Paradox Interactive is well-known for their grand historical strategy games. Their flagship franchise just released its fourth title this past Tuesday: Europa Universalis 4. So far the game is being warmly accepted by gamers, both Paradox veterans and the legions of new players that the developer’s other recent game, Crusader Kings 2, attracted into the fold. As a self-proclaimed Paradox fanboy I am neither a veteran or newcomer. My timely history with Paradox began perhaps five years ago. And the only reason I was able to soundly navigate my way through the EU 4 demo is because of the hours and hours and hours and hours and hours I spent playing its predecessor Europa Universalis 3. Considering this, it is easy to let out a chuckle of mirth as I remember the very first time I sat down with EU3:
My time with EU3 concluded a multi-year gap in gaming – a gap not of my own choice, mind you. I did not have the hardware until our new family was graciously gifted an HP Inspirion laptop. And even then, grateful that I was/am to have it, the computer was limited in its capacity to play games. I saw the EU3 for $5 at Half-Priced Books. The game is not heavy on the graphics, though there is much going on ‘under the hood’. Therefore, the laptop satisfied the minimum system requirements. Yes. I was aching to play something/anything. And I enjoy history. So I jumped in.
The packaging included a 148-page player’s manual. Not a strategy guide; a manual. 148 pages. For a manual. Of Mice and Men is 112 pages. Benjamin Franklin’s autobiography is 136 pages. And here is this company with the gall to create a game so detailed, so complex, that it needs a one-hundred-frikking-forty-eight-page manual.
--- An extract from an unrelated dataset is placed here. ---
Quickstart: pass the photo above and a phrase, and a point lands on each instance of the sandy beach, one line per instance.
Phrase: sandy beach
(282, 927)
And you know what – I read that sucker cover to cover. I embraced the infamous Paradox Interactive learning curve. It was a challenge that perhaps I would not have undertaken if I hadn’t played a video game in soooooo long!
Now that I think of it, EU3 was my first exposure to meta gaming. This was the first time I involved myself with gaming message boards. I freakishly lurked the Paradox forums, reading about player strategies and furthering my understanding of the mechanics. And then Paradox started releasing expansions, one after another after another (The vanilla was terrible, but I didn’t know any better). The forums kept the gameplay fresh and fun.
All elements combined – the monster manual (though incredibly outdated by the third expansion), message boards, new releases – made for a wildly complex and all together satisfactory experience. I had memorable campaigns as: a market-driven Norway, though I didn’t quite get to creating Scandinavia; the Eastern European Muscowy, struggling to keep up with its western neighbors while, on the opposing borders, fighting back the advancing Golden Horde (this was a good one!); and Liguria, a Northwestern Italian province that I expanded to command the Mediterranean. The objective needn’t always be global domination – a characteristic that will always gives Paradox an advantage over the Total War games. Paradox gives the power to pervert history in so many delicious ways.
Indeed, altering history on such an immense scale so soon after my bleak period of non-gaming had really made an impression. Europa Universalis 3’s modest system requirements and detailed gameplay brought me out of the dark ages and into a place of power. The couch was my throne; The laptop my government. My ambition endless as the cycle of time itself. Hail the king, baby.